Black and White

We were snowed in again over the weekend, to our great indignation. Winter coming back for a third go, too much entirely. But on Tuesday, once the track was sufficiently clear, we drove over to the Malt Whisky Capital of the World, which is to say, Speyside — Dufftown, Glenlivet, Glenfiddich, all that. Thus, up into the Highlands, which looked absolutely extraordinary. Six inches of snow over everything, on a fine, mild day with turquoise skies. We were mostly going along roads driven halfway up the v-shaped sides of glacial valleys, permitting extended views into the far distance and the mountains. Infinitely subtle gradations of white-grey-blue into the distance, an occasional furring of black-branched trees, slightly shocking patches of Norway spruce, the dark branches rendered Japanese by heavy blobs of snow down the long, jagged-edged branches. I have never seen Scotland looking more beautiful or less plausible. We looped round to Elgin, and came back by the coast.

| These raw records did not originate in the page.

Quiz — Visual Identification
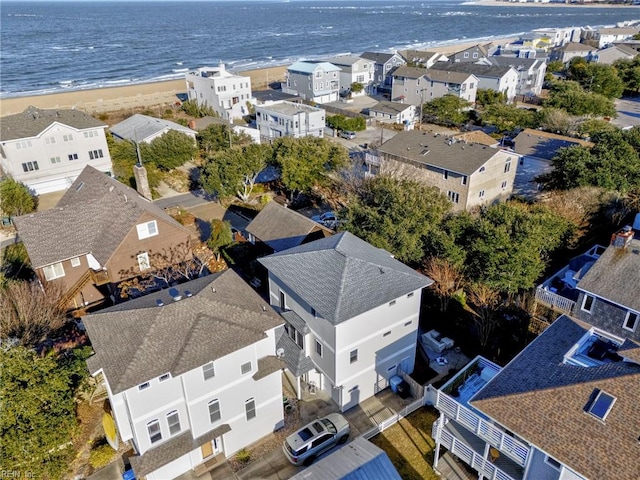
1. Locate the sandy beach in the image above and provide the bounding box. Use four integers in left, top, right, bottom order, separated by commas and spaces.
0, 38, 517, 117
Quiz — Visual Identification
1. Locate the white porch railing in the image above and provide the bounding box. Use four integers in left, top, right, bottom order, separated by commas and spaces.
436, 390, 529, 468
434, 419, 516, 480
536, 287, 576, 315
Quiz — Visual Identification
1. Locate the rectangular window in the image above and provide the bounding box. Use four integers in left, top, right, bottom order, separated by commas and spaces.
167, 410, 180, 435
622, 312, 640, 332
147, 420, 162, 443
349, 348, 358, 363
582, 295, 596, 313
42, 263, 64, 280
202, 362, 216, 380
136, 220, 158, 240
138, 252, 151, 271
244, 398, 256, 420
209, 399, 222, 423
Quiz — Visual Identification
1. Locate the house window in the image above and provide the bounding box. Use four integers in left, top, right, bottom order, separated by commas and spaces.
22, 162, 40, 172
136, 220, 158, 240
209, 399, 222, 424
202, 362, 216, 380
349, 348, 358, 363
622, 312, 640, 332
244, 398, 256, 420
138, 252, 151, 271
582, 295, 596, 313
147, 420, 162, 443
167, 410, 180, 435
42, 262, 64, 280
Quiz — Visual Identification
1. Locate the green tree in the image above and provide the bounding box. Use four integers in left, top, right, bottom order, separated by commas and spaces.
344, 175, 451, 265
201, 144, 273, 202
273, 137, 348, 195
422, 94, 471, 126
0, 177, 38, 217
139, 130, 198, 171
0, 347, 87, 479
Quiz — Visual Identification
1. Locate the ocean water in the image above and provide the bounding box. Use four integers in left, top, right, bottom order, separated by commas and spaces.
0, 0, 640, 98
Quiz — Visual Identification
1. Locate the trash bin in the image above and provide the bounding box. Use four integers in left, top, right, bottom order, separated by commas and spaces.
389, 375, 404, 393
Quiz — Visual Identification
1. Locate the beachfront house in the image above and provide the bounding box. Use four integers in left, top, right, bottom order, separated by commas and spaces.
360, 52, 405, 94
14, 165, 195, 309
391, 66, 478, 107
186, 63, 255, 122
326, 55, 375, 96
282, 60, 341, 103
255, 101, 326, 141
365, 130, 519, 211
259, 232, 432, 411
0, 107, 113, 195
432, 223, 640, 480
83, 270, 284, 480
109, 113, 196, 144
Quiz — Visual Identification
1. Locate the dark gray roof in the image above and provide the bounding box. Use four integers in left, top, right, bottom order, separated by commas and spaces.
83, 270, 282, 394
378, 130, 499, 175
0, 107, 107, 142
513, 128, 593, 160
129, 423, 231, 478
14, 165, 191, 268
471, 316, 640, 480
259, 232, 433, 324
247, 202, 333, 252
577, 234, 640, 312
291, 437, 402, 480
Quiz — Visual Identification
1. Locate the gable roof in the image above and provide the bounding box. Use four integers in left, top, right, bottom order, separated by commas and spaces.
514, 128, 593, 160
378, 130, 500, 175
577, 234, 640, 314
246, 202, 333, 252
291, 437, 402, 480
14, 165, 191, 268
258, 232, 433, 325
109, 113, 195, 143
83, 270, 283, 394
471, 316, 640, 480
0, 106, 107, 142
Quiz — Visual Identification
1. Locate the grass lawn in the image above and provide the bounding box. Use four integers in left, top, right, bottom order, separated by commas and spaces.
371, 407, 440, 480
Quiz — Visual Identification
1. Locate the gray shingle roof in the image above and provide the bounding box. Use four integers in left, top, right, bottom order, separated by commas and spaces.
471, 316, 640, 480
109, 113, 195, 142
291, 437, 402, 480
577, 234, 640, 312
259, 232, 433, 324
247, 202, 333, 252
84, 270, 282, 394
378, 130, 499, 175
0, 107, 107, 142
14, 165, 190, 268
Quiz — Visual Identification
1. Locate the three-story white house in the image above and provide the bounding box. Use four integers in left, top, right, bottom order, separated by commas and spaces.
186, 63, 255, 122
83, 270, 284, 480
0, 107, 113, 194
259, 232, 433, 411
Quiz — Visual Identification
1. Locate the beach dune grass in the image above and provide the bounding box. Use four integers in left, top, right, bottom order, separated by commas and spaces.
371, 407, 440, 480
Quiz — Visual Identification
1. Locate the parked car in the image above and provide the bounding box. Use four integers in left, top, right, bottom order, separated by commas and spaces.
340, 130, 356, 140
282, 413, 350, 466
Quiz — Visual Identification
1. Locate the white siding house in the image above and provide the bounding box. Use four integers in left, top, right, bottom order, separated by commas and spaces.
84, 270, 284, 480
186, 63, 255, 121
259, 232, 432, 411
0, 107, 113, 194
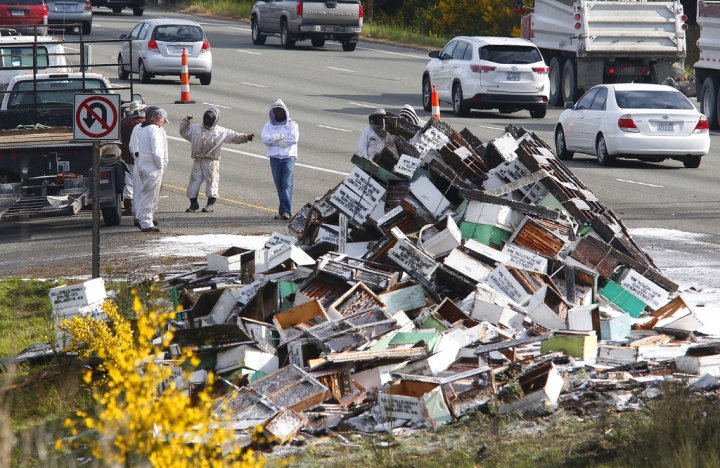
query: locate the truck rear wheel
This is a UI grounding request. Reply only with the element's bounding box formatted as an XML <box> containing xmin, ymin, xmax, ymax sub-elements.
<box><xmin>100</xmin><ymin>193</ymin><xmax>122</xmax><ymax>226</ymax></box>
<box><xmin>700</xmin><ymin>78</ymin><xmax>718</xmax><ymax>130</ymax></box>
<box><xmin>562</xmin><ymin>59</ymin><xmax>577</xmax><ymax>102</ymax></box>
<box><xmin>550</xmin><ymin>57</ymin><xmax>563</xmax><ymax>106</ymax></box>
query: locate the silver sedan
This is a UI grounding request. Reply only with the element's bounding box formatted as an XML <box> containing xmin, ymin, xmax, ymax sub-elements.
<box><xmin>118</xmin><ymin>18</ymin><xmax>212</xmax><ymax>85</ymax></box>
<box><xmin>555</xmin><ymin>83</ymin><xmax>710</xmax><ymax>168</ymax></box>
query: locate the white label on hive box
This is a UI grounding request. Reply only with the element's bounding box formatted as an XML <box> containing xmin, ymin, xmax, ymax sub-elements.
<box><xmin>413</xmin><ymin>126</ymin><xmax>450</xmax><ymax>154</ymax></box>
<box><xmin>343</xmin><ymin>167</ymin><xmax>385</xmax><ymax>206</ymax></box>
<box><xmin>393</xmin><ymin>154</ymin><xmax>420</xmax><ymax>177</ymax></box>
<box><xmin>487</xmin><ymin>265</ymin><xmax>529</xmax><ymax>304</ymax></box>
<box><xmin>330</xmin><ymin>184</ymin><xmax>375</xmax><ymax>224</ymax></box>
<box><xmin>502</xmin><ymin>244</ymin><xmax>547</xmax><ymax>273</ymax></box>
<box><xmin>388</xmin><ymin>239</ymin><xmax>438</xmax><ymax>278</ymax></box>
<box><xmin>453</xmin><ymin>146</ymin><xmax>472</xmax><ymax>159</ymax></box>
<box><xmin>620</xmin><ymin>270</ymin><xmax>668</xmax><ymax>310</ymax></box>
<box><xmin>232</xmin><ymin>281</ymin><xmax>265</xmax><ymax>305</ymax></box>
<box><xmin>265</xmin><ymin>232</ymin><xmax>297</xmax><ymax>249</ymax></box>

Due to the offsea wind, no snow at all was visible between Elgin and Banff, there was, rather, a spring day of young lambs and wet khaki fields, which only added to the sense of having come down out of Tir na nOg. We had a guest in the back of the car, and somebody rang his mobile to sort something out for the following week from, as it transpired in the course of the conversation, a bar in Bankok. Thailand to Highlands … the peculiar disjunctions of modern life.